A S C R A P B O O K O F S O L U T I O N S F O R T H E P H O T O G R A P H E R
Enhancing the enjoyment of taking pictures with news that matters, features that entertain and images that delight. Published frequently.
7 April 2021
Above the Muni Metro station in West Portal, where the tunnel under Twin Peaks begins (or ends depending on your direction of travel, although there's[!]been none during the pandemic), is a park.
Like everything else these days and despite its singular role (not counting a school or two) as the only grassy green space within miles large enough to kick or throw a ball around, it's been closed for a year.
The ill-timed closure (considering what a relief the park would have been during the lockdown), was occasioned by a renovation. The grass field was left to recover on its own after most of it was used as a staging area while the playground endured one of those once-in-a-generation redesigns only ambitious urban planners love.
It is now presumably a safer place to play in an urban area extending beyond city limits defiled by the crimes its adults increasingly commit. And, of course, the dog walkers are back.
We wandered by the other day.
We were not in the admiring mood but we didn't have a bad taste in our mouth either. We were just, in a word, curious.
Being curious is how you fall in love with something.
If you merely keep score, you won't ever like any change you observe around you. And if a city is anything, it is a machine for change that generates heat from the friction of competing ideas, only one of which can ever be realized. So, just keeping score, it would appear nothing ever gets done.
Our curiosity was attracted by this stump. We tried to remember the tree but we couldn't. The stump has certainly been there a while. And it surprisingly survived the renovation. With all the earth-moving equipment on site you'd think the bright idea to remove the thing would have occurred to someone.
Why didn't it?
It might be, we hypothesized, a famous stump, the remnant of some cherished monument that came down in some particularly violent storm off the Pacific. Perhaps especially cherished by the kids at the adjacent grammar school. Maybe even the site of the first lessons taught there.
Who knows?
As our camera found it, though, the stump appeared to be a throne. We lined it up on the rise, cropping out any hint of concrete. We were troubled only by the row of bushes blocking the view of the backyards that would otherwise be the recipients of foul balls, errant passes, hooked goal kicks. The bushes were not quite perpendicular but leaning downhill.
It was hard to arrange them to avoid unbalancing the image.[!]But that's what editing is for.

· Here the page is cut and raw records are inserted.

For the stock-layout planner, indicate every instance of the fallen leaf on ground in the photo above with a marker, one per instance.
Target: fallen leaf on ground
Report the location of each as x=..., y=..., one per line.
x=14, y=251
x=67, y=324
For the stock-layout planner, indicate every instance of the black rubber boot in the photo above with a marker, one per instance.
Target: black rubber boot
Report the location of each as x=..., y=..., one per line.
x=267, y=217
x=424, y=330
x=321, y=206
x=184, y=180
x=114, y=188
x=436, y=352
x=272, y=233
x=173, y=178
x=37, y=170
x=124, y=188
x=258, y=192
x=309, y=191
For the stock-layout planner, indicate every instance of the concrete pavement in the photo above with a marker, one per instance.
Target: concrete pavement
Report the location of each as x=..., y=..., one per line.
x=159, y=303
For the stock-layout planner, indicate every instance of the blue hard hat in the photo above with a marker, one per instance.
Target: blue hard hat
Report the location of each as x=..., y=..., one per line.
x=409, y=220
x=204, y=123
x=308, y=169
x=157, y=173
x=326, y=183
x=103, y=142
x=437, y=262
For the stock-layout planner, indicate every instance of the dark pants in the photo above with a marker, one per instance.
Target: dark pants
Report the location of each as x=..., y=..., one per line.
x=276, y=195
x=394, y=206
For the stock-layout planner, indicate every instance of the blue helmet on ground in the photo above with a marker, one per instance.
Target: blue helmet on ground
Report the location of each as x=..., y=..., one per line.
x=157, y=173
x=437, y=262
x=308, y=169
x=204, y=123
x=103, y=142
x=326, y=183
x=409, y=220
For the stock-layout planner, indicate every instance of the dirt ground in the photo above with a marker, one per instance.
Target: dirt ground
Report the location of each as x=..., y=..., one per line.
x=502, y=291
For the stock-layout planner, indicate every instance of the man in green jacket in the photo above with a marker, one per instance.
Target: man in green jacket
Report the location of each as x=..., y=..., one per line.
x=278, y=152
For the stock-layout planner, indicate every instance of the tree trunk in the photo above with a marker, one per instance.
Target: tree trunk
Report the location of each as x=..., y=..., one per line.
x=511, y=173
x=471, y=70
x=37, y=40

When we got to that stage, though, we realized that while our f3.5 aperture had kept the stump in focus in the corner, the row of bushes was not sharp. That provided a good excuse, at least, for our severe crop. Here's the full image:
We also went back to Adobe Standard for the color treatment in Camera Raw. Adobe Vivid is the default but it's often garish. Adobe Landscape was just a bit less so. But Adobe Standard gave us something to work with that resembled natural color.
It still puzzles us why the stump was not removed. Like all thrones, it presents a hazard. It seems it would have been prudent to remove it when the occasion presented itself. It's a mystery why it wasn't.
So we suppose we will just have to remain stumped.